Eddy estudia el rostro de la maestra mientras cuenta cómo aquel prisionero desgarbado, con el pelo largo y rebelde, y a sabiendas de que planeaban asesinarle, tuvo temple para corregirle un error ortográfico en la pizarra: «a la palabra Ángulos le falta la tilde sobre la mayúscula, maestra». Y antes de que se esfumara aquel 9 de octubre de 1967, dos ráfagas sentenciaban al Comandante. Era la una y diez de la tarde.
San Ernesto
«Tu ejemplo alumbra un nuevo amanecer». Así dice la inscripción ribeteada en rojo y blanco sobre la piedra inmensa que eleva un busto del Che a tres metros de altura, en la entrada misma de La Higuera.
«¿Cómo habrá llegado hasta aquí esa estructura colosal, si es la única de este tipo en medio del paisaje?», se pregunta Eddy siempre que llega hasta aquí, y Paula, una de las ancianas más antiguas del lugar, le cuenta: «Los dioses otorgaron poderes para trasladarla, porque pasarían muchos soles y mucha lluvia, y vendría un hombre a hacer el bien, moriría, y sobre esa piedra descansaría su imagen, de frente al sol». Eddy no sabe si creerle o no. Pero la piedra está allí y el busto pétreo también. Enciende la cámara y filma al Che, a la gente aproximándose, a los pobladores y a los niños que salen a su encuentro.
Entre diálogos y cantatas, la vigilia de los peregrinos va terminando junto a la noche del 8 de octubre. Amanece. La gente hace ondear las banderas en una tribuna improvisada y cada cual expresa sus sentimientos como sabe: besan la tierra, ponen velas en el busto, dicen poemas, rezan, cantan o leen discursos. Siempre existe alguien que intenta traducir para que entienda el resto. Pero si hay alguna lengua demasiado desconocida, nadie interrumpe ni pregunta: todos escuchan en silencio.
«Ya se va a nublar el sol», corren la voz quienes, como Eddy, han venido más de una vez a La Higuera. Muchos no creen que suceda, porque no hay nubes y es apenas la una de la tarde. Pero de pronto, una gran neblina se cierne sobre La Higuera y acalla los cantos de los visitantes.

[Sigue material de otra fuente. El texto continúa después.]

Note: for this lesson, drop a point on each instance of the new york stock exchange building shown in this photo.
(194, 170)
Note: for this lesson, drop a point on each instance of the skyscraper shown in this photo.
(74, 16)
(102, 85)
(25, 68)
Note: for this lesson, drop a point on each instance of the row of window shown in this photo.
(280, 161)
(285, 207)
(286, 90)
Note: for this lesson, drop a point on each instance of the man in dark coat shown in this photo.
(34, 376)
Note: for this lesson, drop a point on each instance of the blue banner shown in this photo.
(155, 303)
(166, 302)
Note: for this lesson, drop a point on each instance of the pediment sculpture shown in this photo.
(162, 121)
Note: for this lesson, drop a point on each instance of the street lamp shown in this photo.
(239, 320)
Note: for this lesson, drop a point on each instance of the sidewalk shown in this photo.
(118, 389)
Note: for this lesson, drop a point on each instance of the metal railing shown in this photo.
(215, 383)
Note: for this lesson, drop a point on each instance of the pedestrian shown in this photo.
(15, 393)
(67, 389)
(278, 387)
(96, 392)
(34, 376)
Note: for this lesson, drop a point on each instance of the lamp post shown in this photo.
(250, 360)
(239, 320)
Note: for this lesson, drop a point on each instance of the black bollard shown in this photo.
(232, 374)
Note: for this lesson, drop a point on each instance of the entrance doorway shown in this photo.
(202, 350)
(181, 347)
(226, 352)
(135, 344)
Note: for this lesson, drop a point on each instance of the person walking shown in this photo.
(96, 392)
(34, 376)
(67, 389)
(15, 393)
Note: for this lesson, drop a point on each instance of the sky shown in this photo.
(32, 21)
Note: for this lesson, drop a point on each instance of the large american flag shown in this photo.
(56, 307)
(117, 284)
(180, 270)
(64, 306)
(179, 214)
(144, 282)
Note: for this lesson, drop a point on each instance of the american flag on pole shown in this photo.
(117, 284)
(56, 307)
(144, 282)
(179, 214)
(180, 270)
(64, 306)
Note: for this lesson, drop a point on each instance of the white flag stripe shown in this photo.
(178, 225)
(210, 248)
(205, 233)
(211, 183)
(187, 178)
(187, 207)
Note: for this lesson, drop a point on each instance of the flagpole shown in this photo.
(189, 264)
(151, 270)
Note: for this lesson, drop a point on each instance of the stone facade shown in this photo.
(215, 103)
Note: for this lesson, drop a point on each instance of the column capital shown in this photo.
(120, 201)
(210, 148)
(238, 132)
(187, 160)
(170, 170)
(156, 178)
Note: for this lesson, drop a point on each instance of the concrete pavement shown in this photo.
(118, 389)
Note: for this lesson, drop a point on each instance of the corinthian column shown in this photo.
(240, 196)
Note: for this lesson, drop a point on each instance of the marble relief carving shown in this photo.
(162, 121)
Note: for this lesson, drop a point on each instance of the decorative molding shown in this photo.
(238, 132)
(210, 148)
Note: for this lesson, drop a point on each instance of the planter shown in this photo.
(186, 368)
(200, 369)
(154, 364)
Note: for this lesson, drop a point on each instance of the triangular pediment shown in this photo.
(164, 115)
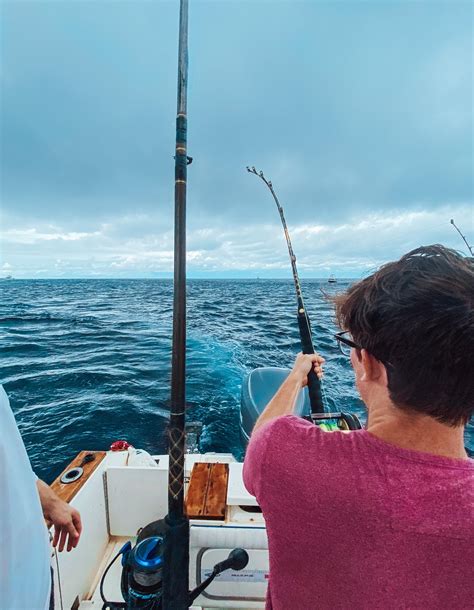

Al unísono, como hipnotizados, todos se van sentando sobre la tierra, en el silencio más puro que hayan percibido desde la llegada, y prenden sus velas. Así, bajo el parpadear de los «fueguitos», permanece La Higuera durante diez largos minutos, hasta que otra vez va apareciendo, poco a poco, el brillo del sol como un regalo misterioso y divino. «Su espíritu está aquí», dicen los más viejos, mientras los visitantes se arrodillan frente a la estatua para cumplir con la misión personal que los ha conducido, desde diversos puntos del planeta, hasta La Higuera del Che.